With his vibrant personality, showcased expertly through his music, Hollywood inevitably began to show interest in the ascending MC. “I was open to the offers,” explains X, “Because they allowed people to see the other sides of me. My raps will tear your head off, but I’m not always the aggressive dude from music videos.” His stint as the host of MTV’s overwhelmingly successful Pimp My Ride led to X accepting an invitation to host the networks prestigious European Music Awards. It also prompted numerous notable film roles, including a starring role in 2006′s sports drama Gridiron Gang. Continuing to hone his acting skills, X can most recently be seen alongside Nicolas Cage and Eva Mendes in the critically-acclaimed Bad Lieutenant: Port Of New Orleans. Amidst silver-screen acceptance and MTV hosting duties, X found the time to release two more albums: Weapons Of Mass Destruction, which featured the Timbaland-helmed club favorite “Hey Now,” and the independent release “Full Circle.” Although the latter featured some of the most popular names in music, including T-Pain and The Game, X made it clear that his primary allegiance remained to his fans. Dedicating the poignant “Thank You” to his wealth of supporters, X went on to give an arousing performance of the track on David Letterman’s highly-rated program. “It was important that I made a song like ‘Thank You,’” X claims, “because, I wanted to remind all the people that love Xzibit that I put my music above just about anything. My music is the foundation of everything that I do, and my fans make it possible for me to keep recording. It’s only right that I thanked them.”

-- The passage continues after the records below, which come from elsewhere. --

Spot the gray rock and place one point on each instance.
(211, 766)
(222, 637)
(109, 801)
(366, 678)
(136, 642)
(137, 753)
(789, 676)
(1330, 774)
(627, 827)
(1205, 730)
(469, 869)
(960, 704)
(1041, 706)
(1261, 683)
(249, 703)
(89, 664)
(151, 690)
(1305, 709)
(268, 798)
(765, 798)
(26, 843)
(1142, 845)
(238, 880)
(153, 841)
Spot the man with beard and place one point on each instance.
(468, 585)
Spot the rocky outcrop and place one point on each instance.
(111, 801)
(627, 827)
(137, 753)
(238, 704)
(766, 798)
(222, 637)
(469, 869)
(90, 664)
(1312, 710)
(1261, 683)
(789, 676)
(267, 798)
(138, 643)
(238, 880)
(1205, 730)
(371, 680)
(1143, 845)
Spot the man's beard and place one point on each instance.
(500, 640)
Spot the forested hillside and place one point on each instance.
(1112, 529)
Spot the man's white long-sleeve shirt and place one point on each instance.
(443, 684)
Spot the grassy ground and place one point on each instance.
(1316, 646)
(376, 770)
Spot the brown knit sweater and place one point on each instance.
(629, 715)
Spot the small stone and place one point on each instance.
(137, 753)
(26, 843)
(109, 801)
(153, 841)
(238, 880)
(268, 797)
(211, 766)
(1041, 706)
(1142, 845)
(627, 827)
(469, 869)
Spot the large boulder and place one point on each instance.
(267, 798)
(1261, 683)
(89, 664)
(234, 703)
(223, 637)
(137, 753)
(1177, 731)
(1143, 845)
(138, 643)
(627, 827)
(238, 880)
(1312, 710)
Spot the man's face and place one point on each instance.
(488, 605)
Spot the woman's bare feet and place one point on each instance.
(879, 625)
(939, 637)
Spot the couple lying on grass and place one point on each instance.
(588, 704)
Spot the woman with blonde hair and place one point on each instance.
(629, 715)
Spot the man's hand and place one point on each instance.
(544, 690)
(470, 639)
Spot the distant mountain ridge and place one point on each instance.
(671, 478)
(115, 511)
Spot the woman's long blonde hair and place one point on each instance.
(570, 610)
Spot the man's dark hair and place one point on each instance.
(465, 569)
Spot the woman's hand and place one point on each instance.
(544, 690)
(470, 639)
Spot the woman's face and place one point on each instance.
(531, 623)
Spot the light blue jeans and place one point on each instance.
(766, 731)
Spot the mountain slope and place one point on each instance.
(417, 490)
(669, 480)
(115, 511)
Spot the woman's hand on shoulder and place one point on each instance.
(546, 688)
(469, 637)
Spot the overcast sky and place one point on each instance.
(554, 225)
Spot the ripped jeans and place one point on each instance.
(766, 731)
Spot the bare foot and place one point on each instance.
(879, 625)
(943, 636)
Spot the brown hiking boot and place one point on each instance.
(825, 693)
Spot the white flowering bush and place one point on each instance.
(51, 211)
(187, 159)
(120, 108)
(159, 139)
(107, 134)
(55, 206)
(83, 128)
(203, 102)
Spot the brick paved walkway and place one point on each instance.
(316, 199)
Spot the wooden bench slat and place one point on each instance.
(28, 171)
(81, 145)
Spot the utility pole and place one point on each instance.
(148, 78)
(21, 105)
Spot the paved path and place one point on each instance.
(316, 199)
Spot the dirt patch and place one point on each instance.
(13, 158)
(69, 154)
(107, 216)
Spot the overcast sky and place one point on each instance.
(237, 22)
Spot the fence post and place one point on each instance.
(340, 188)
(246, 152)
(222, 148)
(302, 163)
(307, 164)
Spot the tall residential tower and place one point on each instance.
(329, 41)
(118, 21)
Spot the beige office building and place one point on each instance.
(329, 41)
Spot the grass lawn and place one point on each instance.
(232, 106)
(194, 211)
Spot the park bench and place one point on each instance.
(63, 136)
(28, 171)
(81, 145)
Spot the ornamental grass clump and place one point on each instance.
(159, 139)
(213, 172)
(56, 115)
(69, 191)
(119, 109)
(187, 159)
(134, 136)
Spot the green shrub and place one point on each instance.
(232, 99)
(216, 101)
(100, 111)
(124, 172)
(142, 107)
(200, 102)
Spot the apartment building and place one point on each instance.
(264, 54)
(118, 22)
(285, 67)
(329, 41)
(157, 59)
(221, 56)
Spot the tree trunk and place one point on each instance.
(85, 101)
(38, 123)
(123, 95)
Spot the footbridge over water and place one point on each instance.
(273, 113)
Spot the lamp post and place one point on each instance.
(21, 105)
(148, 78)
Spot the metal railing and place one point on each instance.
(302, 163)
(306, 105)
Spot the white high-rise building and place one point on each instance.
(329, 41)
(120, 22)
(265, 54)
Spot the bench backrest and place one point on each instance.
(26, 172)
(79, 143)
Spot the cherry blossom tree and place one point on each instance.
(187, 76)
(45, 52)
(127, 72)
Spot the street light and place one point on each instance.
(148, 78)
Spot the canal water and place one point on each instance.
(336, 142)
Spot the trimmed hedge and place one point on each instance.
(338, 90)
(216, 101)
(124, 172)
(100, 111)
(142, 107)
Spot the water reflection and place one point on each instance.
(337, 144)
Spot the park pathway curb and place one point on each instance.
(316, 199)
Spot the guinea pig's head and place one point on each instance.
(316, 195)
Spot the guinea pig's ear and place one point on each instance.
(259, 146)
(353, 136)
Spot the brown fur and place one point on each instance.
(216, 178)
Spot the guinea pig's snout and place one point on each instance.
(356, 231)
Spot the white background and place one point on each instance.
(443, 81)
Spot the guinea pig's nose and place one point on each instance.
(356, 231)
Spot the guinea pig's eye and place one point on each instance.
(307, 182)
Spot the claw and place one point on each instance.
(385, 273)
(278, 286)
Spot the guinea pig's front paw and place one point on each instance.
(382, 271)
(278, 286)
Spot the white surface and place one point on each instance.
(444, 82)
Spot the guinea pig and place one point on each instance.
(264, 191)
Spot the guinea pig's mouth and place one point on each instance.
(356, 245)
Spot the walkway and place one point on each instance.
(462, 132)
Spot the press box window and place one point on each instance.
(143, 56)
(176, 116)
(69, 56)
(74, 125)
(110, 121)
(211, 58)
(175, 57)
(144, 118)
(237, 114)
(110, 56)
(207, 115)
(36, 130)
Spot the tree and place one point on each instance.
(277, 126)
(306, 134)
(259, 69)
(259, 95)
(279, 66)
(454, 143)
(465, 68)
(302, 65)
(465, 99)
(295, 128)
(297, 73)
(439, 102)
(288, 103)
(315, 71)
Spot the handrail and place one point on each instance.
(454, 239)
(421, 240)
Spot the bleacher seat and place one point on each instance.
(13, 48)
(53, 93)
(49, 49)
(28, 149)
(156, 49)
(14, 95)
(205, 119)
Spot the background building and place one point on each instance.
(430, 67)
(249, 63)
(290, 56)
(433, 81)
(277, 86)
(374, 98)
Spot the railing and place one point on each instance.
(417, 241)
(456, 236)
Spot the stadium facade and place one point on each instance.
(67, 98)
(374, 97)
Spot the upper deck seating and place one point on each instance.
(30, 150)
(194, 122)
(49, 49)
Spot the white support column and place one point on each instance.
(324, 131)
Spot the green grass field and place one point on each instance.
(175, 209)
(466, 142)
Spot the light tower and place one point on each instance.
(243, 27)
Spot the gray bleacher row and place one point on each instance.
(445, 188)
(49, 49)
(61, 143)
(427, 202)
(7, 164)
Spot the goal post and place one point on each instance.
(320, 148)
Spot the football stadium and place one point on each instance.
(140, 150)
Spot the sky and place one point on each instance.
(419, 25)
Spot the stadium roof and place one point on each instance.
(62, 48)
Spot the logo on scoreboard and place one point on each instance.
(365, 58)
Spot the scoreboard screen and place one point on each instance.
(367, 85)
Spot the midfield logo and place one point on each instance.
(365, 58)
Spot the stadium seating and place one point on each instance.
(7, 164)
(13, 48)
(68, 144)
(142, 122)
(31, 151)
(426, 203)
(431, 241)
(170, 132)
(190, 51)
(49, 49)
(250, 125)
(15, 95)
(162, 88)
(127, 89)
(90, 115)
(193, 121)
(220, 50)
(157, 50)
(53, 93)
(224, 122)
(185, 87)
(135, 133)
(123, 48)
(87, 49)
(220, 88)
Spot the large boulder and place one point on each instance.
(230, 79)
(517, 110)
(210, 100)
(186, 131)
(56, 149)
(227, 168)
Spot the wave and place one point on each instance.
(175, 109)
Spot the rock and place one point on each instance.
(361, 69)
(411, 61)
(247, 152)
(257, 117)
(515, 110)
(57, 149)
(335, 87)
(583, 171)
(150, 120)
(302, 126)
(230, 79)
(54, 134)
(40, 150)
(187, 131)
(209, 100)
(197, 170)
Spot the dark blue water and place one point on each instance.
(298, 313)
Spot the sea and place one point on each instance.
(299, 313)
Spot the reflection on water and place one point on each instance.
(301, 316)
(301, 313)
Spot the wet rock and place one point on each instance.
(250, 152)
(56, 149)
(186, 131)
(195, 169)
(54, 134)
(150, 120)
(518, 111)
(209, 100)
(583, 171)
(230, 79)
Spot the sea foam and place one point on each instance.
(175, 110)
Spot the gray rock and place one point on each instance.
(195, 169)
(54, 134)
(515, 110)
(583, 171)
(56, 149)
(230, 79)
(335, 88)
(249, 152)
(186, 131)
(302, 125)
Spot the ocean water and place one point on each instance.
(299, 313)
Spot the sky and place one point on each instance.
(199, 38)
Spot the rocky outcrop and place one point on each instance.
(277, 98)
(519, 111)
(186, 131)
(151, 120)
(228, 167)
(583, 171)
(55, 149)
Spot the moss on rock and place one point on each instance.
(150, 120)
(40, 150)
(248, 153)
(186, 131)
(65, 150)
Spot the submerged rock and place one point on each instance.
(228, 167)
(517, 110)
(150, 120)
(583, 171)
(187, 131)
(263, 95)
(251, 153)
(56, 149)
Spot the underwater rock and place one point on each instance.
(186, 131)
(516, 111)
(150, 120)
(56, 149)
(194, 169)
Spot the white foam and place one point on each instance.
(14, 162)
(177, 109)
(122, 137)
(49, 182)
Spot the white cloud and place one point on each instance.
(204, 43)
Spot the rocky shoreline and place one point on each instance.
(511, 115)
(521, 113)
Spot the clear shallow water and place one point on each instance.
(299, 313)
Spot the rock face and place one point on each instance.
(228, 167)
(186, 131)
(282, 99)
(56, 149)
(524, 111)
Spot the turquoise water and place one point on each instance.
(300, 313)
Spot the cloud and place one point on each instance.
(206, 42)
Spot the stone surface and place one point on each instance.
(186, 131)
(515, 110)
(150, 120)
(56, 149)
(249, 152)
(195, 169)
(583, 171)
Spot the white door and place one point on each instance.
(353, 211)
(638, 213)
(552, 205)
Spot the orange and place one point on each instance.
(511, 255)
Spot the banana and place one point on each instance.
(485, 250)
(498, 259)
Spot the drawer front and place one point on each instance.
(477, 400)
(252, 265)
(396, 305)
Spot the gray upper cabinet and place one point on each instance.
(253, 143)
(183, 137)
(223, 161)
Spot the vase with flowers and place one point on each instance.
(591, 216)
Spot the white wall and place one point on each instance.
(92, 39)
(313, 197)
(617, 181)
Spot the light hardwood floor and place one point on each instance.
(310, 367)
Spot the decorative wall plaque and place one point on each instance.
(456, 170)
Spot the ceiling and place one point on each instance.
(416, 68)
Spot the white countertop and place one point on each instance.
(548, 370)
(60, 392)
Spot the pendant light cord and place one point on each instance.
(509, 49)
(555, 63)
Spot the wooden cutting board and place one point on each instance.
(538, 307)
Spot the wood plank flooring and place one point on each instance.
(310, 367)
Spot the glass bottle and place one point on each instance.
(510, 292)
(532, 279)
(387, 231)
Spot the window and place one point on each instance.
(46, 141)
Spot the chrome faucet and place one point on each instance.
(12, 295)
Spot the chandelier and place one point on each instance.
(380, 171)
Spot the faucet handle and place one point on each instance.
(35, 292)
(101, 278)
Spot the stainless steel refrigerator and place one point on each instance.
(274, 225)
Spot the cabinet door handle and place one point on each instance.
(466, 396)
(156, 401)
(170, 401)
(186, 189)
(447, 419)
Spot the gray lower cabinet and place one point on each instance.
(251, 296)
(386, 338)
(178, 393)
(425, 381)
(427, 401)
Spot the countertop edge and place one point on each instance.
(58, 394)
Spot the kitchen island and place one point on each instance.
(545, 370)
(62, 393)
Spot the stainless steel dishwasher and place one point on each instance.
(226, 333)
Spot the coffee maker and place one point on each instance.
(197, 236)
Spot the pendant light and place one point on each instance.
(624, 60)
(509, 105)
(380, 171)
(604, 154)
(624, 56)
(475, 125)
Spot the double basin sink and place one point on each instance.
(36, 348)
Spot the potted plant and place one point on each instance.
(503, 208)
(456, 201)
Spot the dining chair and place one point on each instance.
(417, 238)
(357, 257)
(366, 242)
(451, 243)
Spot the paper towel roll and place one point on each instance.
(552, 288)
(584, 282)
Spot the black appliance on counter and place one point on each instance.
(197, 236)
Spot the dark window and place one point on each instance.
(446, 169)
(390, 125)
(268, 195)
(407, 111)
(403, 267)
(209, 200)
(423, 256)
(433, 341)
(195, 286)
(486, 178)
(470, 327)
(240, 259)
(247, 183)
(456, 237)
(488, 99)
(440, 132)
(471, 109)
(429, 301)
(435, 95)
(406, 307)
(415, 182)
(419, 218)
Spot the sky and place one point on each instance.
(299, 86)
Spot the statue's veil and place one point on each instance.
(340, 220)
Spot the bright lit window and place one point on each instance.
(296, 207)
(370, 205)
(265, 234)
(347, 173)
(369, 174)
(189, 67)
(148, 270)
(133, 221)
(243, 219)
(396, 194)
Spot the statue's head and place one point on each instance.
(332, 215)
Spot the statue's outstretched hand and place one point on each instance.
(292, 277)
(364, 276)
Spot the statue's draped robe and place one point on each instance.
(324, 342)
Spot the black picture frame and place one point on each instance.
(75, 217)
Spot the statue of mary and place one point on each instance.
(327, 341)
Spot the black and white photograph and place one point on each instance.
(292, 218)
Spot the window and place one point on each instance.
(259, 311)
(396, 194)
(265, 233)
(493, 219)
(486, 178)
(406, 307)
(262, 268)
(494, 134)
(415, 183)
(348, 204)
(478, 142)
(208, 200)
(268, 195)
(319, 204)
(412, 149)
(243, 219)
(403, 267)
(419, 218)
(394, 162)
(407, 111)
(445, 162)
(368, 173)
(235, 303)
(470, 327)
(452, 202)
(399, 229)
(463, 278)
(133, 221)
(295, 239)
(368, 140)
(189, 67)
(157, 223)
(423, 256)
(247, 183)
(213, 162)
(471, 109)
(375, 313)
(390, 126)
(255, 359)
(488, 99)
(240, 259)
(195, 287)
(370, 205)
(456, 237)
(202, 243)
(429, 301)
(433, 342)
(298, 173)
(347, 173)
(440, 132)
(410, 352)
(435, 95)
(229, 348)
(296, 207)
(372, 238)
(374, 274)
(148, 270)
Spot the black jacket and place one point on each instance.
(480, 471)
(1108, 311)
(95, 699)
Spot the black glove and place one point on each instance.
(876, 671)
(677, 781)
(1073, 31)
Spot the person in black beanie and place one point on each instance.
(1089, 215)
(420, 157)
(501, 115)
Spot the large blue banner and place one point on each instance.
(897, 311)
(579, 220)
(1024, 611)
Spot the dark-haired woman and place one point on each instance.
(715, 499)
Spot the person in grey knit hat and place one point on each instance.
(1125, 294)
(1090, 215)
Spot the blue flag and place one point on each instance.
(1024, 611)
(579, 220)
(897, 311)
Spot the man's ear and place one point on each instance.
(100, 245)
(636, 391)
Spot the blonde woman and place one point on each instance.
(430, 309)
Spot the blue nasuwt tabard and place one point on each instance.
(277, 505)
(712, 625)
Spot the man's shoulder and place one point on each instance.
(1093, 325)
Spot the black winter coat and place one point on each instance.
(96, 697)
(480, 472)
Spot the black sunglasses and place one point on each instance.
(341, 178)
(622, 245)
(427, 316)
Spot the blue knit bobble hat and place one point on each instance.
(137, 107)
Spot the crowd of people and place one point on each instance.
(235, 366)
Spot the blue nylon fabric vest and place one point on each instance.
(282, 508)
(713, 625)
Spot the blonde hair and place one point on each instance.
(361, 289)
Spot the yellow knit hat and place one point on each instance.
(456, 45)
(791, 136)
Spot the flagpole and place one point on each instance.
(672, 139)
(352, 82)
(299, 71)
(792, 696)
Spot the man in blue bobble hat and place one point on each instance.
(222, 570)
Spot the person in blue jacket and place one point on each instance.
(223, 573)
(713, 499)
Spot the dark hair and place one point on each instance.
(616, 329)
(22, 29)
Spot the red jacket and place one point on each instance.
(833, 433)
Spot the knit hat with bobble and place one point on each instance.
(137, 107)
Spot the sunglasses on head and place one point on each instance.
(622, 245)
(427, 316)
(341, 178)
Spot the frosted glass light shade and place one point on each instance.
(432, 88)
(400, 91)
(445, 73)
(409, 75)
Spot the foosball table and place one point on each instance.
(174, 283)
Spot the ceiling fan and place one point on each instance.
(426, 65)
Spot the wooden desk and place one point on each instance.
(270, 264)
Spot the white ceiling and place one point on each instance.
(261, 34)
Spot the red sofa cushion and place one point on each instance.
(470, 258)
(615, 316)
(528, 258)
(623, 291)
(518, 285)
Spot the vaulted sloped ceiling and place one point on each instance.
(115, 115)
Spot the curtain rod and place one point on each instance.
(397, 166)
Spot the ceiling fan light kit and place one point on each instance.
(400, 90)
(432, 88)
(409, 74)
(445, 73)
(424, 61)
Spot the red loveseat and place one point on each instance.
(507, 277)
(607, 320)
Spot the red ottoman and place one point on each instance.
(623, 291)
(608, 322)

In 2010, that love for his listeners remains consistatant. Despite securing several impressive film roles and a well-received guest host spot on ABC’s Extreme Home Makeover Edition, Xzibit is still committed to making the unadulterated and unforgiving Hip-Hop that motivates so many. He has lent his booming, unmistakable vocals to both thankful up-and-comers and renowned veterans expect to hear X’s gruff baritone on Dr. Dre’s future certain masterpiece Detox. Amidst such extracurricular duties, he is recording several of his own high profile projects. These include a collaborative release with Cypress Hill front-man B-Real and promising New West representative Young De who have formed a collective called Serial Killaz, and a fervently anticipated new solo album, tentatively titled MMX. As a preview of this new solo, X has teased listeners by offering “Phenom” and “Hurtlocker.” “Phenom,” a thunderous precursor, was produced by Scoop Deville, the man responsible for Snoop Dogg’s unavoidable hit “I Wanna Rock.”
A household name that will continue to dazzle on the big and small screen, X never forgot his Hip-Hop roots. He will continue to warrant the respect of all those within earshot, and as a lyricist is intent on proving his skilled penmanship at any given opportunity. “I still love it as much as I did when I first burst through the door,” confirms X, “And I’m going to keep spitting like I’m that unsigned kid desperate to showcase himself.” This inspiring grind, boundless enthusiasm, and enviable talent means that Xzibit will remain familiar to millions for as long as he desires.